Most cannabis companies are taxed as partnerships, and the C-corp rate has no relevance to them. This includes cannabis retailers, although they take the worst chunks from IRC § 280 E. If these deals are taxed as C-Corps as the rates go up, they can uncheck the box at any time. For tax reasons, the change is treated as a liquidation, which in theory can lead to double taxation. However, this is only relevant for estimated assets, and cannabis retailers typically don’t have many (or none) of them. The asset side of most retail balance sheets consists largely of cannabis itself, a perishable commodity.
If the C corp’s tax rate rises to 28 percent or 38 or 88 percent next year, any partnership-taxed cannabis company – again, most cannabis companies – will not be affected in the least. The big change for these companies will likely come with federal legalization. In this case, IRC § 280E loses its bite. But you can absolutely bet that Congress will put in place a regime to keep that federal revenue up. And whatever it is, it will be higher than the 5 to 8 percent excise duty offered under the MORE law. I guarantee it.
Oregon isn’t proposing to tax its weed shops out of business
Oregon cannabis retailers do not pay special state or local taxes. Like bars and cafes, they or their owners pay state income taxes. and since 2016, they have been able to deduct business expenses not allowed under IRC Section 280E when filing their Oregon state tax returns.

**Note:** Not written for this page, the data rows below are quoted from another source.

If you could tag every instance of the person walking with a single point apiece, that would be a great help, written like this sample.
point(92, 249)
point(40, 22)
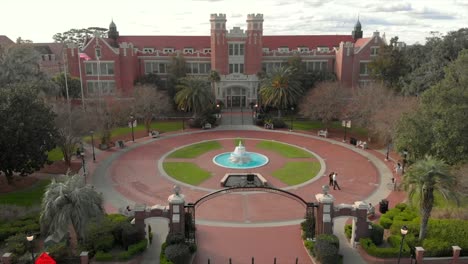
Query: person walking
point(335, 182)
point(330, 178)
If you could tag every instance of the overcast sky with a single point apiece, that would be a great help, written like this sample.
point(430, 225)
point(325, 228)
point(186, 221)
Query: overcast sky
point(412, 21)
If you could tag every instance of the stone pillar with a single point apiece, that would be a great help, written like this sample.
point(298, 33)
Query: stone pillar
point(419, 255)
point(6, 258)
point(360, 223)
point(84, 257)
point(456, 254)
point(324, 212)
point(177, 211)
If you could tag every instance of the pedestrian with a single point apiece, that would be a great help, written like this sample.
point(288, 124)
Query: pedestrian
point(330, 178)
point(335, 182)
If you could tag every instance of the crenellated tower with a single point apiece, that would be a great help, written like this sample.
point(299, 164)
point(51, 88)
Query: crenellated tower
point(254, 45)
point(219, 45)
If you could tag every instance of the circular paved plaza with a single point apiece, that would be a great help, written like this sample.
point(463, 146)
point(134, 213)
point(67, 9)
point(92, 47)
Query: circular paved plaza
point(239, 225)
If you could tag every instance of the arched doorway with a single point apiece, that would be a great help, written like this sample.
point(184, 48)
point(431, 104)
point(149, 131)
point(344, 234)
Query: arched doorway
point(236, 96)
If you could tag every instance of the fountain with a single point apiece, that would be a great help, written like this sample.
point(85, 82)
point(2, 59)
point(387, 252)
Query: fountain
point(239, 155)
point(240, 159)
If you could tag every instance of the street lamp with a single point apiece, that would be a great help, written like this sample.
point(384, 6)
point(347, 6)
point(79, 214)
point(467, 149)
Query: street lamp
point(92, 143)
point(132, 120)
point(183, 118)
point(404, 231)
point(30, 240)
point(292, 118)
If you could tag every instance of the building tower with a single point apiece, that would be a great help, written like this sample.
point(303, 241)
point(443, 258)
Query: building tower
point(113, 33)
point(219, 45)
point(357, 32)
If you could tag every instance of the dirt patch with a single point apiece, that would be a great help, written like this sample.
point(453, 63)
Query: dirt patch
point(19, 183)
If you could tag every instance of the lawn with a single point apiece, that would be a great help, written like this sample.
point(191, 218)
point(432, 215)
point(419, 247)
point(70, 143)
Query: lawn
point(285, 150)
point(161, 126)
point(297, 172)
point(195, 150)
point(27, 197)
point(186, 172)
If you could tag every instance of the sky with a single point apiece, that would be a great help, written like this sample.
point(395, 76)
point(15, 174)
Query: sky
point(412, 21)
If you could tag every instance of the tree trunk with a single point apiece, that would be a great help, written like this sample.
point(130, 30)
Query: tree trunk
point(427, 202)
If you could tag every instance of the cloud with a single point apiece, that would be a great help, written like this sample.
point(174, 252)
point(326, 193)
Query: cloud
point(427, 13)
point(394, 7)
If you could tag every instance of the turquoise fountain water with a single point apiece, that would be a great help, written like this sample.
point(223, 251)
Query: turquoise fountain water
point(240, 159)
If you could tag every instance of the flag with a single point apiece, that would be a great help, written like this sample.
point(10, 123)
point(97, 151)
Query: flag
point(84, 56)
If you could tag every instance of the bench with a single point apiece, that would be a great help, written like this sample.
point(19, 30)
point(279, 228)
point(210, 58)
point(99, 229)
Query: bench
point(322, 133)
point(154, 134)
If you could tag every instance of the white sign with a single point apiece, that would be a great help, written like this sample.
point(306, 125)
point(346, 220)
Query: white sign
point(346, 123)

The article I’m bagging today states that Oregon “could come up with a proposal to voters that would allow cities and counties to increase the local tax on cannabis products from 3% to 10%, on top of the state cannabis tax of 17%.” %. ” The reference there is probably to HB 2015, which I covered here recently and which has been moving down very slowly in Salem (which you can follow here). Still, I think it could happen.

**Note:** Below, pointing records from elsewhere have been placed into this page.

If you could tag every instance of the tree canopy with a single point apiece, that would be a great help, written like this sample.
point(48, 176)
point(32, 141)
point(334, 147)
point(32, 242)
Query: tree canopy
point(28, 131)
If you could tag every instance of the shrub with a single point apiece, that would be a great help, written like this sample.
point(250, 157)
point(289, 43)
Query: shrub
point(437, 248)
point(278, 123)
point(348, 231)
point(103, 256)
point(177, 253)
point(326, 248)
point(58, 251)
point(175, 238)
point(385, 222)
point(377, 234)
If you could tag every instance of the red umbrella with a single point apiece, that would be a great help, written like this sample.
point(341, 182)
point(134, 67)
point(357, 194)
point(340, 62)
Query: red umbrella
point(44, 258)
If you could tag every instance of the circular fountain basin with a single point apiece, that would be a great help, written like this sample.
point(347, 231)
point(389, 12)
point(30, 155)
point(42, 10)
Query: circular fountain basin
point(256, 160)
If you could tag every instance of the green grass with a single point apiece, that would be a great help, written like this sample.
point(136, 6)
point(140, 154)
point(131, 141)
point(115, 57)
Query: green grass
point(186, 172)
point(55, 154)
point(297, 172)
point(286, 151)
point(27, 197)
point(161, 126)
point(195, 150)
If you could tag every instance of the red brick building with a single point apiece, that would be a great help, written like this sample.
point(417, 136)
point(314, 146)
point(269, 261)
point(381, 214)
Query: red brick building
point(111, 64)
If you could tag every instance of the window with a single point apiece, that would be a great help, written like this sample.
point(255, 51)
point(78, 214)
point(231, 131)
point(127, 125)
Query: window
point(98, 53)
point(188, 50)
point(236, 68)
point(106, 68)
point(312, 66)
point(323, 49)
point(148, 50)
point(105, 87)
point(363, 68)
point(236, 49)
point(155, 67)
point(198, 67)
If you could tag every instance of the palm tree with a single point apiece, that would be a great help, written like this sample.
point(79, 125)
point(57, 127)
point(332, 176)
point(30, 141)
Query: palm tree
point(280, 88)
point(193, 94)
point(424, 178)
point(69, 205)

However, the potential local tax hike does not directly impact Oregon cannabis companies as it is an excise tax paid by consumers, not businesses. All cannabis stores do is collect this tax and deposit it for the state or county (like HB 2015 would have). I suspect there could be some downward pressure on prices, but a 7% increase in excise duties should not be a backward move.
Would a ~ 25% sales tax on cannabis items be too high for anyone? I don’t think there is any danger of offending the people who are paying my mortgage by using my law firm. Today anyone can go to one of the most elegant cannabis stores in Portland and buy a premium box of 10 gummy bears at 5 mg / THC each. This box costs $ 20 including taxes. This means that for $ 20, or $ 2 per trip, you can make ten times the cash. It’s incredibly cheap! If you have to pay $ 21.40 instead of $ 20, it’s still quite a deal. From a tax theory perspective – where the goal is to achieve price points that are sufficient to offset negative external effects – the tax of 25% is probably still too low.

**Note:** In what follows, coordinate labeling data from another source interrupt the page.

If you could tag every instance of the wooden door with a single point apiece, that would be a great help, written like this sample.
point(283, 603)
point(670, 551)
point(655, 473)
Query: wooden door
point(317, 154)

Sales in Oregon went over the roof during the pandemic, and those big numbers are here to stay. People will pay the tax and business should be fine.
The Oregon Retail Landscape won’t be an oligopoly (exactly)
Consolidation is the way things have evolved in our system over time, and the pace for cannabis retailing has accelerated over the past year or two. We’ve been talking about Big Canna for a long time, and you can find stats about it in places like the Portland Business Journal, or just check out the OLCC Retail License Directory. Anecdotally, our Portland office has never had so many stores in the pipeline.
I think where we end up with cannabis in Oregon is going to look like coffee. We’ll have our cannabis Starbucks, our Dutch brothers and Stumptown, and then our Extractos and Heart and other little shops. This has all to do with open markets and nothing to do with Joe Biden’s corporate tax ideas or Oregon’s 2015 HB.
In the comment section, tell me I’m wrong (or right) or drop me an email.